Abstract Background and Aims Hyperkalemia is a frequent challenge in the treatment of type 2 diabetes and chronic kidney disease. It often leads to suboptimal dosing or discontinuation of renin-angiotensin (RAS) blockade, thus increasing the risk of renal disease progression. Furthermore, epidemiological findings indicate that high potassium levels impair the renoprotective effect of RAS blockade. We want to test whether adjunctive treatment with sodium zirconium cyclosilicate (SZC) a new treatment for hyperkalemia, improves the effect of standard RAS blocking treatment as measured by urinary albumin creatinine ratio (UACR) in individuals with type 2 diabetes. Method Randomized, double-blind placebo-controlled multicenter study with 2 sites in Denmark and 3 sites in Sweden. Individuals (n=100) with type 2 diabetes (age 18-85), persistent macroalbuminuria (UACR≥ 200 mg/g) on chronic RAS blocking treatment and documented hyperkalemia (plasma potassium ≥ 5.0 mmol/L at least once within 90 days of inclusion) will be enrolled in the study.
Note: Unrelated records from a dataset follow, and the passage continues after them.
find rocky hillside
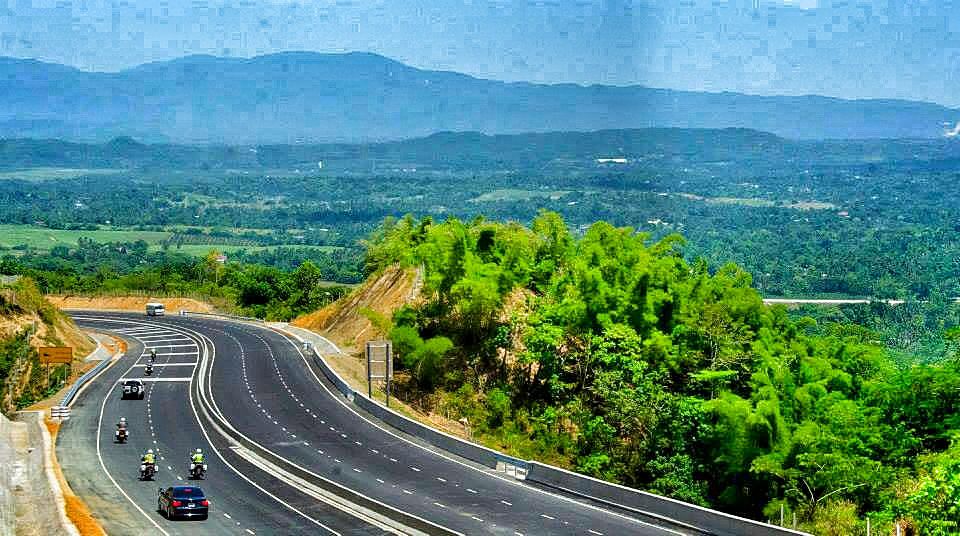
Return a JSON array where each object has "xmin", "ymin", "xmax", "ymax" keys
[
  {"xmin": 292, "ymin": 266, "xmax": 419, "ymax": 349},
  {"xmin": 0, "ymin": 279, "xmax": 95, "ymax": 413}
]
Participants with plasma potassium >5.0 mmol/L at the last assessment before randomization will be randomized to receive SZC 10 g or placebo three times a day (tid) for 2 days followed by SZC 5g or placebo once a day (qd). Participants with serum potassium ≤ 5.0 mmol/L will be randomized to receive SZC qd or placebo qd.UACR will be measured in three consecutive morning spot urine collections at baseline and the end of study after 12 weeks of treatment with Lokelma or placebo. Results The primary outcome is change in geometric mean UACR from baseline to end of studySecondary outcomes include changes in estimated glomerular filtration rate (eGFR, calculated by CKD-EPI formula) and 24-h urinary sodium and potassium excretion.In an exploratory analysis the long-term effect of potassium reduction will be modelled using the PRE-SCORE risk calculator. In addition, changes in plasma aldosterone levels will be assessed, and safety will be monitored according to good clinical practice. Conclusion This study will test the concept of SZC as an add-on therapy to improve the renoprotective effect of standard RAS blocking treatment. This could provide future potential for keeping more individuals on optimal dosing of RAS blockade.